De Centrale Raad van Beroep bevestigt de uitspraak van de rechtbank 's-Hertogenbosch, die het beroep van appellant ongegrond had verklaard. De Raad oordeelt dat het medisch onderzoek door de verzekeringsartsen zorgvuldig is uitgevoerd. De verzekeringsarts heeft appellant lichamelijk en psychisch onderzocht en rekening gehouden met zijn medische geschiedenis, waaronder eerdere behandelingen en een MRI-scan. De beperkingen van appellant zijn vastgelegd in de Functionele Mogelijkhedenlijst (FML).
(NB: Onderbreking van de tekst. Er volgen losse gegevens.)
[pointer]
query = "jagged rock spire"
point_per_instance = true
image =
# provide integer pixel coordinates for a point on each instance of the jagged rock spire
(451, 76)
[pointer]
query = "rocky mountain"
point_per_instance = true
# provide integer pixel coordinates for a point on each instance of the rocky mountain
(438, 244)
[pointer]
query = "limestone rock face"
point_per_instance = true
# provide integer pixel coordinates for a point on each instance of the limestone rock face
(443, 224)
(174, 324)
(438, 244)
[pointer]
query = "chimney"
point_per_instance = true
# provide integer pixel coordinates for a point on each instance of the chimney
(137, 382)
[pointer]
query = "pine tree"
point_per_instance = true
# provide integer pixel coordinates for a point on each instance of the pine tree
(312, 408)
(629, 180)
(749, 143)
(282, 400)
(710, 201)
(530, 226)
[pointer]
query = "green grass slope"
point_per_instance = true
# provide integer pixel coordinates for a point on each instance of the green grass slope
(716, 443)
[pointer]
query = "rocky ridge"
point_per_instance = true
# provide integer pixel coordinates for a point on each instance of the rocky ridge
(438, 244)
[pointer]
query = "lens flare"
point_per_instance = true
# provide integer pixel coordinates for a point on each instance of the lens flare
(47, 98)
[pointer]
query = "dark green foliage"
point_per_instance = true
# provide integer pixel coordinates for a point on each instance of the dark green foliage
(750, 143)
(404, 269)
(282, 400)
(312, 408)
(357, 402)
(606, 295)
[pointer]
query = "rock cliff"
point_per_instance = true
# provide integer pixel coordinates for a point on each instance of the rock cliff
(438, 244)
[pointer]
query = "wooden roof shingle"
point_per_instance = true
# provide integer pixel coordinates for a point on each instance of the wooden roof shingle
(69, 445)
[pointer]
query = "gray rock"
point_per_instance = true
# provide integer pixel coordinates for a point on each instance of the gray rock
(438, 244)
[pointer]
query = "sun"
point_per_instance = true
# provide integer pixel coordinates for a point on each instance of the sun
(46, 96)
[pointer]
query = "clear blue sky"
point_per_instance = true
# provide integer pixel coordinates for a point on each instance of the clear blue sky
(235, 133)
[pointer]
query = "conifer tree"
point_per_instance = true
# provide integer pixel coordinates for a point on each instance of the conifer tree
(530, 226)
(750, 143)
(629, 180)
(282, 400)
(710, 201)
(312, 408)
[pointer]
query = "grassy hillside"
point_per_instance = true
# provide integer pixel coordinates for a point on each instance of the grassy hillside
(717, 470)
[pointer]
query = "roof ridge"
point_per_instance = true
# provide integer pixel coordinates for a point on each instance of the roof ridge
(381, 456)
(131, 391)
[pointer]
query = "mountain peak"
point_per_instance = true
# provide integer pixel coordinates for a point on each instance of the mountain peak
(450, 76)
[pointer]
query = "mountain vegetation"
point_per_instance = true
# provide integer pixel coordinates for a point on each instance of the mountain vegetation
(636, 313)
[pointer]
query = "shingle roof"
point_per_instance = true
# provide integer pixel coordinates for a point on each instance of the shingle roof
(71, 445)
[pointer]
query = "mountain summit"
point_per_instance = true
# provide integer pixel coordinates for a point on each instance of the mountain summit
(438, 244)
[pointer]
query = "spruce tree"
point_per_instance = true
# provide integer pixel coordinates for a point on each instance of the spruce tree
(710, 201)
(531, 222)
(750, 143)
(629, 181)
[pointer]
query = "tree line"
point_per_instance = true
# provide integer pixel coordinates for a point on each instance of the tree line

Appellant heeft in hoger beroep aangevoerd dat de medische beperkingen niet juist zijn vastgesteld en dat er onvoldoende rekening is gehouden met zijn pijnklachten. De Raad concludeert echter dat er geen aanleiding is om de conclusies van de verzekeringsartsen te betwijfelen. De arbeidskundige grondslag van het bestreden besluit wordt eveneens bevestigd, waarbij de Raad oordeelt dat appellant in staat is om de geduide functies te vervullen. De uitspraak van de Centrale Raad van Beroep is openbaar uitgesproken op 7 november 2012.